Peki, Cumhurbaşkanı Erdoğan seçmenin İmamoğlu üzerinden verdiği mesajı alacak mı?
AK Parti cenahında her seçim sonrasında artık klasikleşen bir tarzda “mesaj alınmıştır” açıklamaları yapılıyor. Cumhurbaşkanı Erdoğan, aynı zamanda AK Parti Genel Başkanı olması hasebiyle, salı günü partisinin grup toplantısında yaptığı konuşmada “muhasebe” gereksiniminin altını çizdi. Çizdi çizmesine ama bundan önceki seçimlerde de aynı minvalde değerlendirmelerde bulunulmuş, arkası bir türlü getirilememişti.
Ben 23 Haziran akşamı itibariyle “Türkiye ittifakı” fikrinin Cumhurbaşkanı Erdoğan’ın talimatıyla AK Parti kurmayları tarafından yeniden masaya yatırıldığı düşüncesindeyim. 31 Mart seçimleri ertesinde kısa süreliğine dillendirilen ve fakat akabinde dondurulan Türkiye ittifakının yeniden gündeme getirilmesi benim açımdan şaşırtıcı olmaz. Nitekim CHP Genel Başkanı Kemal Kılıçdaroğlu Cumhurbaşkanı’nın bu teklifine kapıyı vaktiyle açık bırakmış, partisinin millî konularda böylesi bir ittifakı destekleyebileceğini ifade etmişti.
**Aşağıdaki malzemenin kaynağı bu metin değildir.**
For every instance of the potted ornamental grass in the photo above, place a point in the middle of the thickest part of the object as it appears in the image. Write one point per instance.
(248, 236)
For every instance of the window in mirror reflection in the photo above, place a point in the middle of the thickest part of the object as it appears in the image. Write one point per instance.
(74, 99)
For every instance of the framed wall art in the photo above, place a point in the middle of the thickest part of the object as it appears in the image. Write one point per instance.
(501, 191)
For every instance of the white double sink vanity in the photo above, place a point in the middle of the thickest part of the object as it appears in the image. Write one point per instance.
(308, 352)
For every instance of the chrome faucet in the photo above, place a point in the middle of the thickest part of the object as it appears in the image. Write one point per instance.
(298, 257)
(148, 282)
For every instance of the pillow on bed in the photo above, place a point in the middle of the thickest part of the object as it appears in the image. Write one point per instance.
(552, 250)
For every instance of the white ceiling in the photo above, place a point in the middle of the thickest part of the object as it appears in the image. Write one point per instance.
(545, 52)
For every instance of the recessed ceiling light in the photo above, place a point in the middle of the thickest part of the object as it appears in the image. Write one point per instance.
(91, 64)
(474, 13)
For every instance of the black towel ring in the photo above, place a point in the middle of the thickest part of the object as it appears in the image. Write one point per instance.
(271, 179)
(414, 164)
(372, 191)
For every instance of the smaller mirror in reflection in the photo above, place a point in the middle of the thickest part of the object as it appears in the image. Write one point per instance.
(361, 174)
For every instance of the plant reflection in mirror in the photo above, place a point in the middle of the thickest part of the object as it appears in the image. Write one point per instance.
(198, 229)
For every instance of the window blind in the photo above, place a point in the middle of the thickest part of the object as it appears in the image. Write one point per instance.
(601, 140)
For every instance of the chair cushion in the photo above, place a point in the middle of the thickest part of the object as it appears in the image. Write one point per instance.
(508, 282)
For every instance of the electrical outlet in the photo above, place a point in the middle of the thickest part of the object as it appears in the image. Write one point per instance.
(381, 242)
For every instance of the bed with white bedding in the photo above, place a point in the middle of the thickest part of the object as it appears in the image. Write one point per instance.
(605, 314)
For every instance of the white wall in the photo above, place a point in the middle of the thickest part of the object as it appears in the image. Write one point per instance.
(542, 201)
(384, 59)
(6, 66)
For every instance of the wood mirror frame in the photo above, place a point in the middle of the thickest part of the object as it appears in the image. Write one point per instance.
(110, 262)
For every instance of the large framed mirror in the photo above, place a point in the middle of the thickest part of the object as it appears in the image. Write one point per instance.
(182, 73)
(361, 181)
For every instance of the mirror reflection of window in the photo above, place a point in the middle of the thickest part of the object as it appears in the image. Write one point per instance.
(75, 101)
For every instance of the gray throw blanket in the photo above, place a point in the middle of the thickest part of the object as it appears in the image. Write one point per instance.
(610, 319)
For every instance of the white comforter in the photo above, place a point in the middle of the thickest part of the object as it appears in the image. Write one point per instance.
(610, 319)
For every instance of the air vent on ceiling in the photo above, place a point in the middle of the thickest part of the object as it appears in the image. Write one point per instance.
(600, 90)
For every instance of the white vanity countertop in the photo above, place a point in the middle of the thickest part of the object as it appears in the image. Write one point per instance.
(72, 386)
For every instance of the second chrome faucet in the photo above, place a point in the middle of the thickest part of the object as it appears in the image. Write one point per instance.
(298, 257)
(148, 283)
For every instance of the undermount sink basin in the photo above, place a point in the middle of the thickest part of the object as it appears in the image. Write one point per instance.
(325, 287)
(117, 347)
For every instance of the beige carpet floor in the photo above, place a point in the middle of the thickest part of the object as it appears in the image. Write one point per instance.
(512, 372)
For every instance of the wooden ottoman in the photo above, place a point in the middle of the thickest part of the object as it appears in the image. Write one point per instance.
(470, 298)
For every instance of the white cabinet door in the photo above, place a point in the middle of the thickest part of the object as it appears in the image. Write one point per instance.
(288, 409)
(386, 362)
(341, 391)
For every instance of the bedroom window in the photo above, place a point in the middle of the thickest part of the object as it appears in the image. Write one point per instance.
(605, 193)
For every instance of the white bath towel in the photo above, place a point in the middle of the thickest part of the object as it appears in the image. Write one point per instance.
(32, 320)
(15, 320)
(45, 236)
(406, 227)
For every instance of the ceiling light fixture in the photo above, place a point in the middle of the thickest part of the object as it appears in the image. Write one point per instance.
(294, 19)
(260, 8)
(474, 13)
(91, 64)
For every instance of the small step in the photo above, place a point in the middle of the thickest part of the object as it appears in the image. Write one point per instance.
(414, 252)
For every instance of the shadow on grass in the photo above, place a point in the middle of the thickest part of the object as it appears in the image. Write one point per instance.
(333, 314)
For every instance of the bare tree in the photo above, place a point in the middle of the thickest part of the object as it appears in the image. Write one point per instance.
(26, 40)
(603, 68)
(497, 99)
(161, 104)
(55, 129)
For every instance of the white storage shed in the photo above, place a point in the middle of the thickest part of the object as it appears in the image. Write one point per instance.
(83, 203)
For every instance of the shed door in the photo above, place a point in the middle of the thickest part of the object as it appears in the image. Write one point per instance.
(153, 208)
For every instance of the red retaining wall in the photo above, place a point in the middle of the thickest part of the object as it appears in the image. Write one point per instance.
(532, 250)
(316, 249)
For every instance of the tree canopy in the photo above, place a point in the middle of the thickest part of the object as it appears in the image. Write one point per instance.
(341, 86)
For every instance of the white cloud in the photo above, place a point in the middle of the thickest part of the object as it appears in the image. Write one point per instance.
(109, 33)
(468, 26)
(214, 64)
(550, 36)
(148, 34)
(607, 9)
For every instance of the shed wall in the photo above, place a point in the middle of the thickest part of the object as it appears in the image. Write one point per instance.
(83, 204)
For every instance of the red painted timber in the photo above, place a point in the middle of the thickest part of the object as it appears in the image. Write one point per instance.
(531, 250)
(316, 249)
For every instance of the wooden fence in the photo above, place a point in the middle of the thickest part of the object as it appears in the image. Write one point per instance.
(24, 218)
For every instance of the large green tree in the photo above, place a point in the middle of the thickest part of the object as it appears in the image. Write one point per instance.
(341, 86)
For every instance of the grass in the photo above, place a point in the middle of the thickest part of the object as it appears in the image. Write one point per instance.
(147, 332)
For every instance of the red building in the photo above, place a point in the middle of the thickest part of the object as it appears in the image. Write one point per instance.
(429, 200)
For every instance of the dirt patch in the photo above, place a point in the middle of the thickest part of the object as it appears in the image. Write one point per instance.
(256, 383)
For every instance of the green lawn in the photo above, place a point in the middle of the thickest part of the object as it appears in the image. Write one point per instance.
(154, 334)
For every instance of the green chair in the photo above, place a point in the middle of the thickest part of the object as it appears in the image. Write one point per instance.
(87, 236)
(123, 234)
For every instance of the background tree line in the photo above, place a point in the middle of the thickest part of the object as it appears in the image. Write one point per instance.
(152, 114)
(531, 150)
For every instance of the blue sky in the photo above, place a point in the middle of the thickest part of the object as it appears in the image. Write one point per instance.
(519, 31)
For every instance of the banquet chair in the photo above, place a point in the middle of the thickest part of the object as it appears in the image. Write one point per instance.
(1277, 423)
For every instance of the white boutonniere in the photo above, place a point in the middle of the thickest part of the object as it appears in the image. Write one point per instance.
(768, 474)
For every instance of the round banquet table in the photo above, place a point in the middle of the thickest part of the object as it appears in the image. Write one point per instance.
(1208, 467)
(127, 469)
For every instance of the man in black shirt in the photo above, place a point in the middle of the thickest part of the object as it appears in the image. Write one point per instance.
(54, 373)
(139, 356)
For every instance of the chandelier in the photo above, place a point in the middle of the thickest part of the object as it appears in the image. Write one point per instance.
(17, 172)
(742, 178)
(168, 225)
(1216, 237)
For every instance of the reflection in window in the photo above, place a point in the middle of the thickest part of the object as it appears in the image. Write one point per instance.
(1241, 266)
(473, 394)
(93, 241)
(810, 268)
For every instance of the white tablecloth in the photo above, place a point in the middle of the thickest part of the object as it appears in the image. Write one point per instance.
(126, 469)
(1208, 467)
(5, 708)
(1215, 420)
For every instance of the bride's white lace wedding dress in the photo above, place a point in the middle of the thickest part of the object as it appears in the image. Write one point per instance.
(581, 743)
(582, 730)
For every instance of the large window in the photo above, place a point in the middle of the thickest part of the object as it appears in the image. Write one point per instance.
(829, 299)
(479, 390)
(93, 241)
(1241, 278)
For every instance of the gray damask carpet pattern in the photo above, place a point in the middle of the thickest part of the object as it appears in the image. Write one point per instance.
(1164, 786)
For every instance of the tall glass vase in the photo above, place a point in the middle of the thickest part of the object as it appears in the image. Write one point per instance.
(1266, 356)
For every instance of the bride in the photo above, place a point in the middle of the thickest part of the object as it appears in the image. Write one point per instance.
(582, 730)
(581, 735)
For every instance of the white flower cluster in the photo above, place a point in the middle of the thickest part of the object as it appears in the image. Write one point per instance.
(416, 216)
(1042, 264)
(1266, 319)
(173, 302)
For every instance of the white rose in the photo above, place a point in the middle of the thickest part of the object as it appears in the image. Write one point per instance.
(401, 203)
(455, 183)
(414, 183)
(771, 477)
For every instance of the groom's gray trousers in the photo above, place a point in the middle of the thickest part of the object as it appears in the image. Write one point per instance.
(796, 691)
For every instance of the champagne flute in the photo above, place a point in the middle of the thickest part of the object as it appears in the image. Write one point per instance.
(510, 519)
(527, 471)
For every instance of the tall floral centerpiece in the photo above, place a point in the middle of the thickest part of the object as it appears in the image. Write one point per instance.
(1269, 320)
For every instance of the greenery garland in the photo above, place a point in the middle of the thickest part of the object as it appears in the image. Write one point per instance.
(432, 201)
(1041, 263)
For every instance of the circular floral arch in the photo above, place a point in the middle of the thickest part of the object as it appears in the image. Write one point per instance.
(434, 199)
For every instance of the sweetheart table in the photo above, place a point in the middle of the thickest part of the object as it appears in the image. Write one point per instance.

Cumhurbaşkanı Erdoğan CHP, İYİ Parti, HDP ve belki de Saadet Partisi’yle birlikte yeni bir “Türkiye ittifakı” teşebbüsünde bulunabilir mi? Seçim gecesi İmamoğlu’nu tebrik etmesi ve söz konusu tebriki Salı günü yinelemesi bu anlamda bir ipucu mahiyetinde olabilir. Ekonominin yeniden çalışır hâle getirilmesinin önemini kavrayan Cumhurbaşkanı, bu uğurda diğer partilerin de üzerinde anlaşacakları isimleri göreve getirmek suretiyle bir kabine değişikliğine gitmeyi düşünebilir ve isteyebilir. Her şeye rağmen Salı günkü grup toplantısında S-400’lerin teslimat takviminin işlediğini ve kararın nihaî olduğunu yineleyen Cumhurbaşkanı Erdoğan, cumhur ittifakının da yoluna birlikte devam edeceğini açıkladı.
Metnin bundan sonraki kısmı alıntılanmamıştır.